En el segundo piso del Teatro La Libélula Dorada, se encuentra la Sala de Partos, un espacio dedicado a la creación de muñecos. En una mesa larga de madera hay todo tipo de pinturas, pinceles y martillos. “Al final, uno quiere a los títeres tanto como a los hijos, así le salgan bobos”, menciona Iván Álvarez, director del teatro y titiritero hace cuarenta y nueve años. Fue en una función en el Teatro Cultural del Parque Nacional que conoció los títeres y decidió que ese sería su oficio.

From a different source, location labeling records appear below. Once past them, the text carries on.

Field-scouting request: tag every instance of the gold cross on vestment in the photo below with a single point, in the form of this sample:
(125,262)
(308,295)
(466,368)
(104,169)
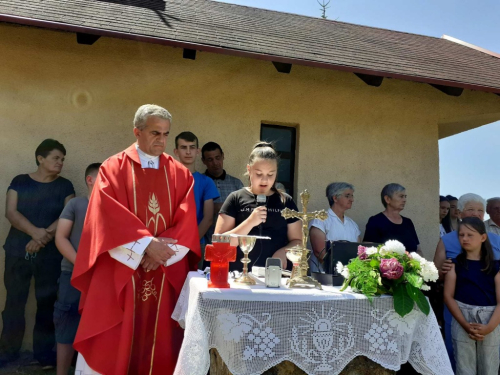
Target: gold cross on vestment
(304,216)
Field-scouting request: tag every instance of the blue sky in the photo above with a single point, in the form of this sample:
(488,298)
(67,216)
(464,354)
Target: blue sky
(469,162)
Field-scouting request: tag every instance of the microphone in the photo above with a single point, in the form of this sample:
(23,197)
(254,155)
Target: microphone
(261,201)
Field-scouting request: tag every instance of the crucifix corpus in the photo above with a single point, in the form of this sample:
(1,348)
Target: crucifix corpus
(299,254)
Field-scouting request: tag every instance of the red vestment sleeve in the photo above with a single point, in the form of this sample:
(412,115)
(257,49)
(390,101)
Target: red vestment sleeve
(111,222)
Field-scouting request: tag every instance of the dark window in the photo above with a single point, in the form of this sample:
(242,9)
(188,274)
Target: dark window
(284,139)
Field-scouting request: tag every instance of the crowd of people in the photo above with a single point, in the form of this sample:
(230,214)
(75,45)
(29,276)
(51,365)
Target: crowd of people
(147,220)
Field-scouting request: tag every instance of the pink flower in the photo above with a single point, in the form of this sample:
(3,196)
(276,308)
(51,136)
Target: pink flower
(362,252)
(391,268)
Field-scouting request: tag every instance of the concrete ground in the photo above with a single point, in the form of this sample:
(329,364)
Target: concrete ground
(26,365)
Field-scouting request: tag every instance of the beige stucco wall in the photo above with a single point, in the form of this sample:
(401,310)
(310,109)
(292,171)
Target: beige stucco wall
(85,97)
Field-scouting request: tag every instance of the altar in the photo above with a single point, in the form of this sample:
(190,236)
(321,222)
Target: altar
(255,328)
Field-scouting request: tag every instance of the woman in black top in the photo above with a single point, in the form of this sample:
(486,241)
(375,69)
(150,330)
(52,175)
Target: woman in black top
(241,215)
(389,224)
(34,203)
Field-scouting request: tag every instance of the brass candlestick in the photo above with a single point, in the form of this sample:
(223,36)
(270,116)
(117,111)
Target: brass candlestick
(246,244)
(299,278)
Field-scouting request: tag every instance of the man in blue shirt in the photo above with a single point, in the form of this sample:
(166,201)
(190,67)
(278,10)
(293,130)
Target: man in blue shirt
(205,191)
(213,158)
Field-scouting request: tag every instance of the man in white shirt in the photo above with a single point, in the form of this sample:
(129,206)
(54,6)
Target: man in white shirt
(493,209)
(337,226)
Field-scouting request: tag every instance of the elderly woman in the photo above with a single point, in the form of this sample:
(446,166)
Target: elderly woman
(469,205)
(493,209)
(444,220)
(337,226)
(453,216)
(389,224)
(34,203)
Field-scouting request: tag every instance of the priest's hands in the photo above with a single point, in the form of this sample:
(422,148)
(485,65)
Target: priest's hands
(42,236)
(148,264)
(158,252)
(33,247)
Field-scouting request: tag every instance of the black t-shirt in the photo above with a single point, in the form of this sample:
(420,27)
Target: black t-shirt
(380,229)
(41,203)
(240,204)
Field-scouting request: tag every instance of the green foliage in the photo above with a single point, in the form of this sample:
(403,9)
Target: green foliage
(403,303)
(364,276)
(417,296)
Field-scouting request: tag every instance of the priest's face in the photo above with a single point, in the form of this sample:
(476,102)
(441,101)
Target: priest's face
(153,138)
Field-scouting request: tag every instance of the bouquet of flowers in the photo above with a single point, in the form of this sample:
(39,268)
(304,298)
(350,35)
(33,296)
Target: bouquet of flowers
(390,269)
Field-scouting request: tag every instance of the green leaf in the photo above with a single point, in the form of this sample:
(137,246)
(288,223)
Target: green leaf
(414,280)
(403,303)
(419,298)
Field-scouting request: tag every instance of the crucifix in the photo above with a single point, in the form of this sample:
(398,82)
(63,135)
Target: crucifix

Se puede decir que, en Colombia, el teatro de títeres es una propuesta relativamente joven. Nació en 1936 con la inauguración del Teatro El Parque (conocido también como Teatro Cultural), en Bogotá. El espacio se dedicaba a la representación del teatro de muñecos, títeres y marionetas. Antonio Angulo, Carlos Alfonso Muñoz, Beatriz Caballero y Gabriela Samper, grandes personalidades dentro de la escena, fueron algunos de sus directores. Los cursos y talleres que allí se dictaron permitieron que muchos jóvenes se integraran al movimiento. Con el pasar de los años, este tipo de teatro se ha enfrentado a los imaginarios que lo reducen a una entretención infantil, lo que ha reforzado su falta de reconocimiento y las condiciones ideales para su desarrollo.
Francisco Javier Montoya ha recorrido gran parte del país “echándose el teatro al hombro”, expresión que usa con orgullo. Su esposa es tamborera y él titiritero. Entre los azares, juntaron la música y los muñecos, lo que resultó en el nacimiento del Teatro Comunidad.
“Desafortunadamente, hay mucha gente que se dedica a los títeres pensando que es algo muy fácil de hacer, que solamente se trata de coger un muñeco y sacudirlo, pero no es así”. Sobre todo, se refirió a una creencia: “el teatro de títeres se basa en la bobería y las respuestas del público de sí y no. Esto es lo que se cree, pero es falso y le hace mucho daño a la expresión artística en general”.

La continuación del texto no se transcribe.